As a Christian, this position puts me at odds with the political positions of many who share my goal. However, arguing against legal abortions on moral grounds seems to be hijacking the debate. The state is not, and I would assume most Christians would agree should not be, a moral entity. Though I believe there is great benefit to be had in a relationship with Jesus, I would be horrified if the government were to attempt to enforce such a relationship upon public society. Verily, such a thing is intrinsically impossible, as the concept of forcing someone into a healthy religious relationship contains two antithetical concepts, namely a healthy relationship and forcing someone into it. Similarly, to take any matter of personal moral belief and make it a matter of public policy both reduces it's moral significance, as now refraining from it is no longer purely an act of worship but also a civic obligation, and tarnishes the credibility of the government, as obliging the moral beliefs of all citizens is also intrinsically impossible, so to arbitrarily favor some code over another seems patently unjust.

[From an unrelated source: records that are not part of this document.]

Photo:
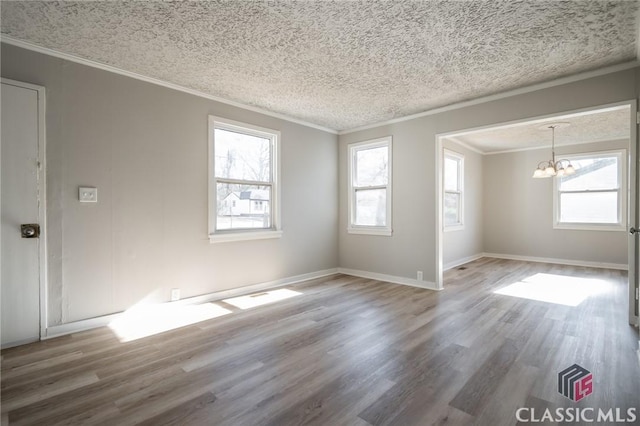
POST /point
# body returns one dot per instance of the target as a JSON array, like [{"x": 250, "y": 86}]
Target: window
[
  {"x": 594, "y": 197},
  {"x": 453, "y": 214},
  {"x": 243, "y": 181},
  {"x": 370, "y": 187}
]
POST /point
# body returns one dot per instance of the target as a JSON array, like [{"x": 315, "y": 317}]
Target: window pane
[
  {"x": 241, "y": 156},
  {"x": 592, "y": 173},
  {"x": 371, "y": 166},
  {"x": 243, "y": 206},
  {"x": 371, "y": 207},
  {"x": 451, "y": 174},
  {"x": 600, "y": 207},
  {"x": 451, "y": 209}
]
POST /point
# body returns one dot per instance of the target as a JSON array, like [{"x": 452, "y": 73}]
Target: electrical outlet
[
  {"x": 175, "y": 294},
  {"x": 87, "y": 195}
]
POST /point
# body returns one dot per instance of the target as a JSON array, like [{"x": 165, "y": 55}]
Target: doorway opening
[{"x": 510, "y": 215}]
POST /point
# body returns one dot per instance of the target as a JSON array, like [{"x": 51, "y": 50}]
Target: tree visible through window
[
  {"x": 370, "y": 187},
  {"x": 594, "y": 195},
  {"x": 244, "y": 177}
]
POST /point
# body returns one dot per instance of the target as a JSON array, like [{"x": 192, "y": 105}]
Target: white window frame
[
  {"x": 459, "y": 158},
  {"x": 621, "y": 225},
  {"x": 228, "y": 235},
  {"x": 353, "y": 149}
]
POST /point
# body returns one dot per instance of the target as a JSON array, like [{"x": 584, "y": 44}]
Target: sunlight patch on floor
[
  {"x": 262, "y": 298},
  {"x": 149, "y": 319},
  {"x": 558, "y": 289}
]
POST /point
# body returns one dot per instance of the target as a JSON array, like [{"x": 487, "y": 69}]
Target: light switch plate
[{"x": 87, "y": 195}]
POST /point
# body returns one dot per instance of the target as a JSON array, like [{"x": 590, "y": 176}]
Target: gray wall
[
  {"x": 459, "y": 245},
  {"x": 518, "y": 211},
  {"x": 145, "y": 148},
  {"x": 412, "y": 246}
]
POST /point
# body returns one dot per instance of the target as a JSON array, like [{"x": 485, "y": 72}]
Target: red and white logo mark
[{"x": 575, "y": 382}]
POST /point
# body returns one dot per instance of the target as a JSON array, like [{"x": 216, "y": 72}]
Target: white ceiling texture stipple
[{"x": 338, "y": 64}]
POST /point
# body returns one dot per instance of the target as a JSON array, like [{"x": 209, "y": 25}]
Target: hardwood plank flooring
[{"x": 347, "y": 351}]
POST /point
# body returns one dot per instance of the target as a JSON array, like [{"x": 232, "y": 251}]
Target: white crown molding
[
  {"x": 522, "y": 90},
  {"x": 465, "y": 145},
  {"x": 94, "y": 64},
  {"x": 534, "y": 148}
]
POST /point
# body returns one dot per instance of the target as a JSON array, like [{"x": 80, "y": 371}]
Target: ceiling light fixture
[{"x": 553, "y": 167}]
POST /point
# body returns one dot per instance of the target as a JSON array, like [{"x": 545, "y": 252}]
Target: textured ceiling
[
  {"x": 593, "y": 126},
  {"x": 338, "y": 64}
]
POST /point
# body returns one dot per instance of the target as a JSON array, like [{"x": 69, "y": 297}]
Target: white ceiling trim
[
  {"x": 509, "y": 93},
  {"x": 534, "y": 148},
  {"x": 52, "y": 52},
  {"x": 540, "y": 118},
  {"x": 527, "y": 89},
  {"x": 455, "y": 140}
]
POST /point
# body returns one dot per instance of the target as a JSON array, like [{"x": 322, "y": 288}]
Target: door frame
[
  {"x": 42, "y": 198},
  {"x": 633, "y": 175}
]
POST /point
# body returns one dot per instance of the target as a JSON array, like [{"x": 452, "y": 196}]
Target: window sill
[
  {"x": 226, "y": 237},
  {"x": 589, "y": 227},
  {"x": 385, "y": 232}
]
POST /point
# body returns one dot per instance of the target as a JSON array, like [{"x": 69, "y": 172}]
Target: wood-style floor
[{"x": 348, "y": 351}]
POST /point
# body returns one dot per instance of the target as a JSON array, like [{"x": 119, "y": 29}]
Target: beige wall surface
[
  {"x": 145, "y": 148},
  {"x": 412, "y": 246},
  {"x": 465, "y": 243},
  {"x": 518, "y": 211}
]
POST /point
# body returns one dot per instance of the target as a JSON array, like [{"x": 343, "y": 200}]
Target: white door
[
  {"x": 634, "y": 222},
  {"x": 20, "y": 185}
]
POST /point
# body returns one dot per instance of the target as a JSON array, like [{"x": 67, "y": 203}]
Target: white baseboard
[
  {"x": 589, "y": 264},
  {"x": 455, "y": 263},
  {"x": 389, "y": 278},
  {"x": 87, "y": 324}
]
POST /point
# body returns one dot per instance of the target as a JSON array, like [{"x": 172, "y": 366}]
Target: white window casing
[
  {"x": 244, "y": 181},
  {"x": 370, "y": 187},
  {"x": 595, "y": 197},
  {"x": 453, "y": 190}
]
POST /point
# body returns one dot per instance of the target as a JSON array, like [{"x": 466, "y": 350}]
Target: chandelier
[{"x": 552, "y": 167}]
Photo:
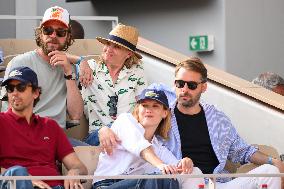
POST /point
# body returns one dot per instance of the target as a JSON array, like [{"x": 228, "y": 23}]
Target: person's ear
[
  {"x": 204, "y": 87},
  {"x": 36, "y": 94}
]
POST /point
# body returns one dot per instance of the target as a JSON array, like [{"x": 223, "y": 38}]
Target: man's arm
[
  {"x": 74, "y": 100},
  {"x": 259, "y": 158},
  {"x": 75, "y": 167}
]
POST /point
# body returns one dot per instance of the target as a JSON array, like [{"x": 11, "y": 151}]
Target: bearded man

If this reasoning seems insufficient to warrant the divorce of morality and governance, consider this summation of the situation. There is a large population of living entities that some, but certainly not all, citizens believe deserve full ethical treatment of citizens, physical protection as autonomous agents, but are currently being legally killed without due process. Members of this population have no effective means to protect their interests, assuming that they have any, for they lack even the communication ability to outline what those interests would be. Because they are non-members of society, I would argue, drawing from social contract theory, that society has no direct obligation to them, only indirect obligation through their caretaker. Putting philosophy into practice I eat them all the time. I am of course speaking of animals, they are tasty. If we are to prohibit abortions due to almost identical conditions, it would be a gross injustice to refrain from obliging the faction advocating for animals without a sound, factual difference in the arguments.
Note that it would be intellectual sabotage to, at this point, attempt to frame the argument as a debate on different moral weight that humans inherently have. This is not a practical matter for public policy, but rather a precept of personal belief, similar to whether gestating masses deserve human status. I espouse an organization of government not to enforce one morality or another, but to preserve the context of a civil society within which we can grow and share our morality with one another. When held to these standards outlawing abortion fails to have supporting cause.